C'est ce que tentent les contributions de cet ouvrage, en étudiant comment dans leurs pratiques quotidiennes ou artistiques, les individus vivent, créent ou abolissent les frontières culturelles, comment s’expriment les pensées et les pratiques transgressives dans les relations et dans les échanges interculturels, comment la frontière culturelle apparaît comme facteur d’identité possiblement multiple ou plurielle, comment la frontière, en tant qu’« espace liminal » (Fourny, 2013), peut devenir non seulement un facteur de cloisonnement mais aussi un lieu d’ouverture.
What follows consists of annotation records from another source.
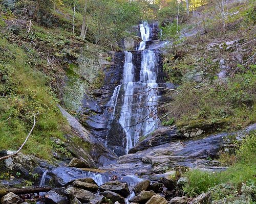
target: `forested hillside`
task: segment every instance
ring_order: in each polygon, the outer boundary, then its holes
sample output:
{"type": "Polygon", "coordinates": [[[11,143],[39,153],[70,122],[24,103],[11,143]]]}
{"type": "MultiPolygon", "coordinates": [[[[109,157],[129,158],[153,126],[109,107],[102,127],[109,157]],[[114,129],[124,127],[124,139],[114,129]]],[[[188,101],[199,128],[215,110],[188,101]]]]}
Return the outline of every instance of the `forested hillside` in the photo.
{"type": "Polygon", "coordinates": [[[1,1],[1,202],[255,203],[255,23],[254,0],[1,1]]]}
Ces contributions ont été regroupées selon les quatre axes suivants : I. Frontières réelles et frontières mentales : le problème de la relation à soi-même et à l’Autre ; appartenances plurielles, par le biais de déplacements, d’échanges, de séparations, de fermetures et d’ouvertures – témoignages et expériences de la réalité de la frontière.

II. L’Imaginaire de la frontière dans la littérature et les arts : franchissement, transgression, passage et passeur – comment apparaît dans la représentation littéraire et/ou artistique tout ce que l’axe premier évoque comme réalité.

III. La frontière comme enjeu linguistique : traduction, herméneutique, compréhension.

IV. Canons culturels et leur diffusion ou le problème du cosmopolitisme artistique – identité nationale et frontières culturelles franchissables ou infranchissables.

Bibliographie

Fourny, M.C. 2013, La frontière comme espace liminal, Journal of Alpine Research | Revue de géographie alpine [En ligne], 101-2, URL : http://rga.revues.org/2115 ; DOI :

10.4000/rga.2115

Hall, T. 1971, La dimension cachée. Editions du Seuil, Paris.

Hall, T. 1976, Au-delà de la culture. Editions du Seuil, Paris.